We should have gone with Covid cards

Tom Pullar-Strecker writes:

We would be in a better position fending off Covid-19 if the Cabinet had made a different decision when it met on August 3.

About now – nearly six months later – we could all be getting Kiwi-designed CovidCards through the post, which people would wear to help contact tracers track down close contacts in the event of an outbreak.

The Government would then be facing another tough choice; should it require everyone wear the cards immediately, or only at times and in places where there had been community transmission of the virus?

Or should wearing the cards be purely voluntary, as is the case with the tools provided by the existing Covid Tracer app?

As it stands though, none of those options are available to it.

Instead, we are crossing our fingers that the virus doesn’t breach MIQ, with many of us fretting about the low take-up of the Covid Tracer app and ruing human nature.

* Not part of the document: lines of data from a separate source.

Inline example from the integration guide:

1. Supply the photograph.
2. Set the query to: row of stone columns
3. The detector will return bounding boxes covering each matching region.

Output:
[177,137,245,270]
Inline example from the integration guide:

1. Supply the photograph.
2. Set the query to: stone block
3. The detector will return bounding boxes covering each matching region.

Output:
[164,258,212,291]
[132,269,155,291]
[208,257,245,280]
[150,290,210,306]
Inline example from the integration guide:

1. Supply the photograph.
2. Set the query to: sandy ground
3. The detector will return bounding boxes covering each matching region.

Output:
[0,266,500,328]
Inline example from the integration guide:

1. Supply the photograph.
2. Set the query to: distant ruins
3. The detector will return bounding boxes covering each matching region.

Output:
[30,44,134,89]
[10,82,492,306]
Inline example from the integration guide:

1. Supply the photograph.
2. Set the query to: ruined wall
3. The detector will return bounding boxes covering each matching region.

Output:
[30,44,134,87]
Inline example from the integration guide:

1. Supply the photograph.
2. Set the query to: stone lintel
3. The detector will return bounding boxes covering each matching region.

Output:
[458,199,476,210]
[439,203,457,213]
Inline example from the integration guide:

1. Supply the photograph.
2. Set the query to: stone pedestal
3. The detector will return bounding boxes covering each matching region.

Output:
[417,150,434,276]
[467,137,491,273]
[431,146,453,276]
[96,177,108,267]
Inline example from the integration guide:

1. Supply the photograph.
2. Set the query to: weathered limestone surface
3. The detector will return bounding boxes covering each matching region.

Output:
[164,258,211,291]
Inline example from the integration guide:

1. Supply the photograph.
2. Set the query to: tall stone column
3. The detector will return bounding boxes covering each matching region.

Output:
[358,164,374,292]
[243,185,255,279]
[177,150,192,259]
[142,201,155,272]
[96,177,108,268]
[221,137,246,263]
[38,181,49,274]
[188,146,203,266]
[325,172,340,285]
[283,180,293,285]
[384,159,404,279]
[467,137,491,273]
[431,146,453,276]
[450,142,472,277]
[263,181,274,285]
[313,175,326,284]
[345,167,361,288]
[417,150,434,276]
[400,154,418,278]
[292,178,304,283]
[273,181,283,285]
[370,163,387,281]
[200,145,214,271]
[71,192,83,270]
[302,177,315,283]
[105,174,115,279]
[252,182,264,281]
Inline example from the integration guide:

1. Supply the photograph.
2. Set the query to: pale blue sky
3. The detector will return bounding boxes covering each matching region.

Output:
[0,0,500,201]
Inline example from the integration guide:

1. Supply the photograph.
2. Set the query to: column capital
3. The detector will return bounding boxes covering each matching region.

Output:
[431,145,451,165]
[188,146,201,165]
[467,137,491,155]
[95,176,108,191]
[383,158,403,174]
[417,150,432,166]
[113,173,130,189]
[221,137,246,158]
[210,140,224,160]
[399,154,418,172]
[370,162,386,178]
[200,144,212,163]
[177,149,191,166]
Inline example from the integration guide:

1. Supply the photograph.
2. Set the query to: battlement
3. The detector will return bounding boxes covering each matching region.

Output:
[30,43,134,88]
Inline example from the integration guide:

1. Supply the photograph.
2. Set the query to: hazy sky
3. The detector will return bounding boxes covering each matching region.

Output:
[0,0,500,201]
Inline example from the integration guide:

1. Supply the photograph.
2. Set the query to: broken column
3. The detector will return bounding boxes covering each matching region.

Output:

A card which automatically use bluetooth to register which other cards are nearby would have been a far superior option. Very few people are still regularly scanning in to places they visit.

The CovidCard had the advantage that everyone could use them, and they didn’t need to connect to internet or mobile networks, he noted.

But they would probably take six months to roll-out, would need to be replaced every 12 months when their batteries died, and would probably cost at least $163 million over two years, he said.

$163 million is a lot less than the cost of locking Auckland down again.